While there are multiple feature rich and mature DevOps solutions available today for Salesforce partners and customers operating in the Org Development Model, DevOps for ISVs is still very much the wild west with most ISVs rolling their own solutions in isolation from each other.
In this post, I propose a North Star process and architecture for ISVs based on proven best practices from the last 9 years spent running some of the highest scale ISV release operations and creating the leading suite of open source tools for ISVs, Cumulus Suite.
This North Star is intended to be opinionated but meant to be adapted to each organization. There are a few key goals:
- Version control as the real source of truth, not a UAT org or TSO
- Compliance baked into the GitHub configuration
- Shift left to fully test features before merge instead of after
- Release testing in betas before creating a release
- Use scratch orgs for all environments (except where impossible)

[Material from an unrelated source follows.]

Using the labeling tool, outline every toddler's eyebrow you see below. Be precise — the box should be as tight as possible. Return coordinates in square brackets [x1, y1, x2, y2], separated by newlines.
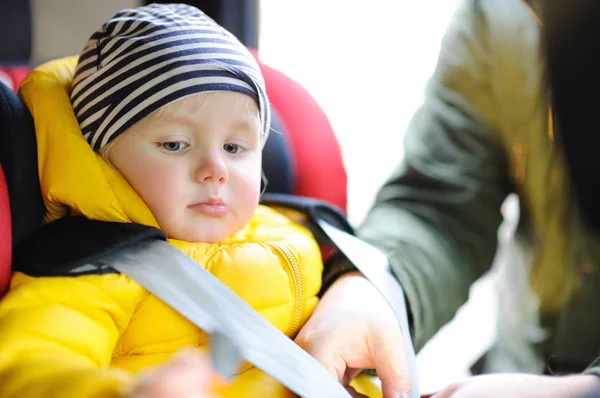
[231, 116, 261, 132]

This diagram provides a high level overview of the entire Development to Delivery Experience (D2X):
Yes, it’s a bit overwhelming. It was overwhelming to even make this diagram. It’s best to view the diagram as having 3 distinct phases:
- Development: The top left of the diagram represents the process for developing and reviewing changes such as new features or bug fixes
- Release: The bottom left shows the process of creating releases
- Delivery: The right shows the architecture and processes involved in delivering a release to the world (customers, partners, etc)
Let’s start with the Development Lifecycle at the top left of the diagram. Developers perform their work in feature branches created from the main branch in the repository. Feature branches start with
feature/ and are used for all changes to the product.
Developers use CumulusCI’s
dev_org flow to create fully configured scratch orgs for their development environment for each feature branch. By creating dedicated environments and branches for their work, their changes are isolated from other work.
Per the Product Delivery Model, the job of a developer is to create automation recipes to deliver complete product experiences to new and existing orgs. If a developer is creating a new feature and that new feature requires some configuration to be usable, it is their job to also automate that configuration as part of the recipe in version control. You can read more details in A Product is More Than a Package.
Developers commit and push their changes to their feature branch which triggers a series of builds:
- Feature Test: Creates a new scratch org and runs the
ci_featureflow to configure an org with the unmanaged package source for apex tests, then runs the apex tests
- Feature Test 2GP: Creates an unverified managed package version for the commit in a separate package line from the production package and adds the package info as a commit status. Next, a scratch org is created and configured for managed apex testing with the
ci_feature_2gpflow, then runs
- Feature Test Robot 2GP: Creates a fully configured 2GP QA scratch org using the
qa_org_2gpflow then runs the
robottask to run the integration and browser test suite
- Optional Other Builds: Individual projects can wire up any additional checks via GitHub Actions such as linters, prettier, Jest tests, etc.
Each of these builds sets its own commit status so Protected Branches can be configured to require passing builds before a PR is merged. This simple bit of configuration can save you from headaches around compliance audits.
When the developer is done with their work, they create a pull request to request merging their feature branch into main. The goal of the process is to perform all testing that can possibly be performed pre-merge. You can read more details about pull request testing in The Release Subway.
Pull requests require a code review by another developer and optionally additional reviews if files listed in CODEOWNERS are modified.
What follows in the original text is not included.